Bu mektubun akabinde elçinin kaleme aldığı ve III. Murad’a sunduğu arzuhalde ise:

'Padişahın yüce katına arzuhal ilam olunur. Saadetlü Padişahım Hazretleri sağolsun. Devletlü ve saadetlü, alemin sığındığı Padişah Hazretleri'nin yüce katlarına kullarının arzı budur ki, 'İngiltere Kraliçesi' ile 'Zat-ı Şahaneleri' arasında mukaddes bir sulhun vücut bulması hususunda Büyük Tanrı bu kulunuzu başlıca vasıta seçmek lütfunda bulunmuştu. Bendeniz dokuz yıl önce bu görevi sadıkane bir tarzda ve isteyerek ifade ettim ki, hususuyla Zat-ı Şahaneleri'ne bahşedilen kudret ve kuvvet vasıtasıyla bizim müşterek düşmanımız olan bütün putperestleri imha edeceklerini ummuştum. Büyük Tanrı'nın adıyla masum kulunuza acımanız için yalvarırım. Eğer bu putpereste (İspanya'ya) karşı var kuvvetinizi göndermek niyetinde değilseniz, ona zarar vermek üzere hiç olmazsa 60 veya 80 kadırga gönderiniz. Efendim Kraliçe bir kadın olduğu ve cinsiyeti bakımından savaşa meyilli olmaması lazım geldiği hâlde Tanrı'nın bu konudaki emrini var kuvvetiyle yerine getiriyor. Eğer size çok sadık kalan bir hükümdar dostunuzu en nazik zamanda kendi hâline bıraktığınız takdirde, sizin hareketinize bütün dünya şaşıracak. Çünkü, Efendim, sizin vaadinize ve dostluğunuza güvenerek gerek kendi hayatını gerek devletini büyük bir tehlikeyle attı. Zat-ı Şahaneleri, Efendim ile birlikte hakimane bir tarzda vakit geçirmeksizin bir Donanma çıkarırsanız bununla Büyük Tanrı'nın buyruğu, Şeriat'ın emri ve meydana gelen fırsatın icabı, Yüce Osmanlı Nesli'nin şan ve şerefi ve Osmanlı İmparatorluğu'nun muhafazası yolunda hareket etmiş olacaksınız. Bu yapıldığı takdirde mağrur İspanyol ile sahte Papa ve bütün taraftarları, yalnız zafer ümitlerinden mahrum edilmekle kalmayacaklar, belki de bu tür küstahlıkların cezasını bulacaklar. Tanrı ancak kendine yakın olanları himaye eder. Sizin vasıtanızla Tanrı putperestleri cezalandıracaktır ki, arta kalanlar bizler gibi hakiki Tanrı'ya tapanlar zümresine dâhil olacaklar. Hak yolunda mücadele eden bizleri Tanrı zafere ulaştıracak ve birçok nimetlere kavuşturacak.' denilmektedir.
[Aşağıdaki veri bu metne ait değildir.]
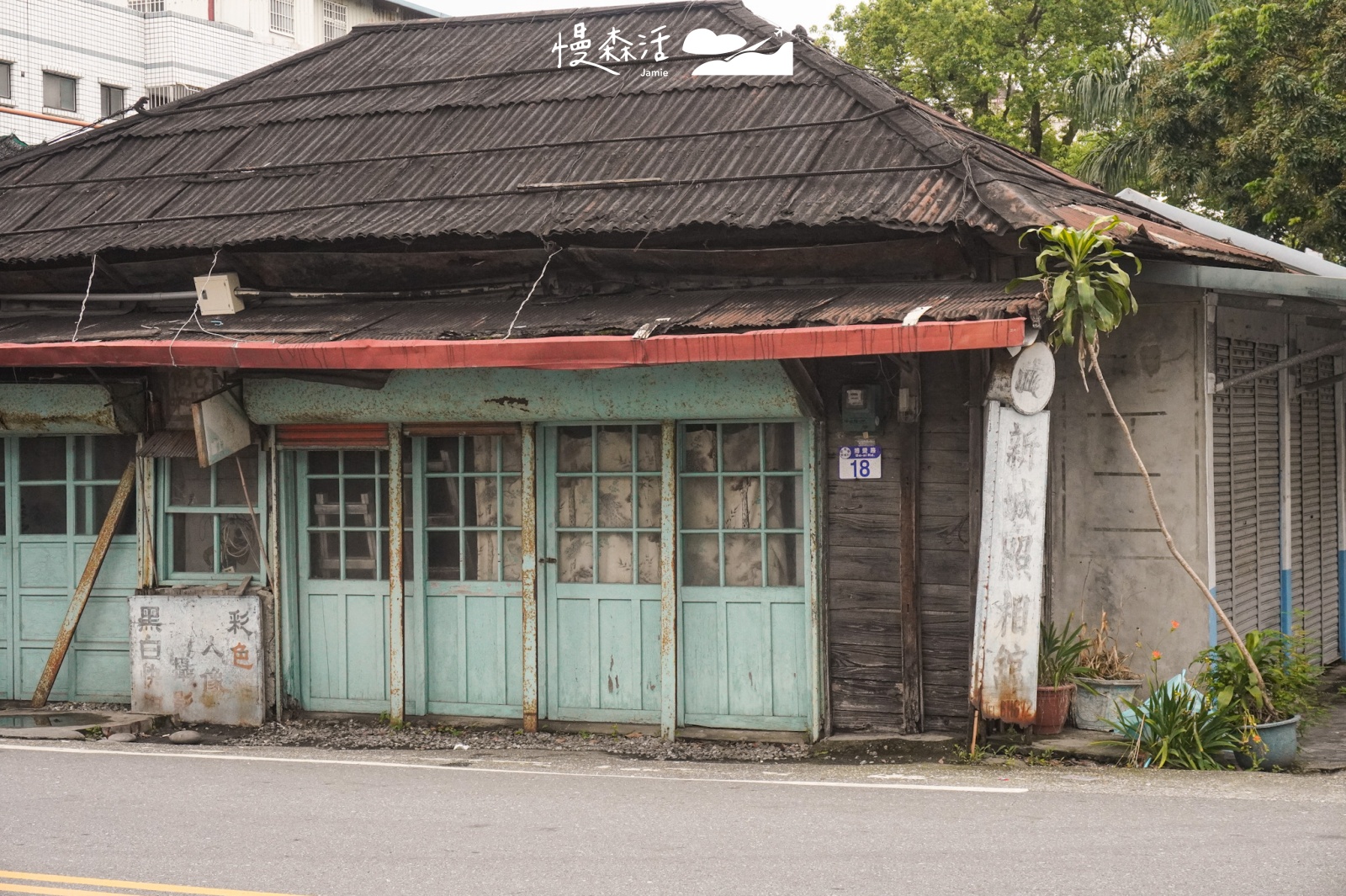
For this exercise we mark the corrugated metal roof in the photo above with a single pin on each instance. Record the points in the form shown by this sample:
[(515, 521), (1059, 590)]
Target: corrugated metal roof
[(490, 315), (430, 128)]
Bu mektuplar İngilizler ’in içinde bulunduğu müşkül durumu bizlere açıklamakta ve muhtemel İspanyol işgaline karşı yalvararak Osmanlı'dan yardım dilendiklerini ortaya koymaktadır. İspanya’nın daha da güçlenmesi isine gelmeyen Sultan III. Murad, dedesi Kanuni’nin Fransa’ya yaptığı siyasi destek misalinde olduğu gibi, Avrupa'yı siyasi olarak bölmek için İngilizlere destek vermekten çekinmemişti:

'İki ülke arasındaki dostluk ve Ahitname-i Hümâyûn gereğince dost ve düşmana karşı birlikte hareket edilecek. Ahitname şartlarına uyulduğu takdirde İngiliz tüccarlarına kimsenin zulmetmek ihtimali olmaz. Eskiden Osmanlı Padişahları ile dostluk edenler nasıl saygı görüp himaye edilmişlerse size de o şekilde muamele edilecek. İspanya'da esir olan Müslümanların İngiltere tarafından kurtarılması sadakat ve bağlılığınızın göstergesi. Elçinizle göndermiş olduğunuz mektubunuzda Osmanlı Donanması'na ilişkin söyledikleriniz hususunda hepsiyle ilgili malumum olmuştur. İlkbaharda büyük bir Donanma gönderilmesi kararlaştırıldı. Allahü Teâlâ Donanma'yı zafere ulaştırsın.'

Osmanlı’nın Garb Ocaklarına bağlı leventler İspanya'nın doğu kıyıları ve Cebelitarık civarına dümenlerini kirmiş ve İspanyol armadasının hatırı sayılır bir kısminin bu mıntıkaya kaydırılmasına sebebiyet vermişti.

Velhasıl, Osmanlı'nın İngiltere ile ittifakı İspanyollar’ın tekerine çomak sokmuş ve planlarını akamete uğratmıştı. Yoksa Osmanlı İngilizlerin tarihe karışmasını mı engellemişti?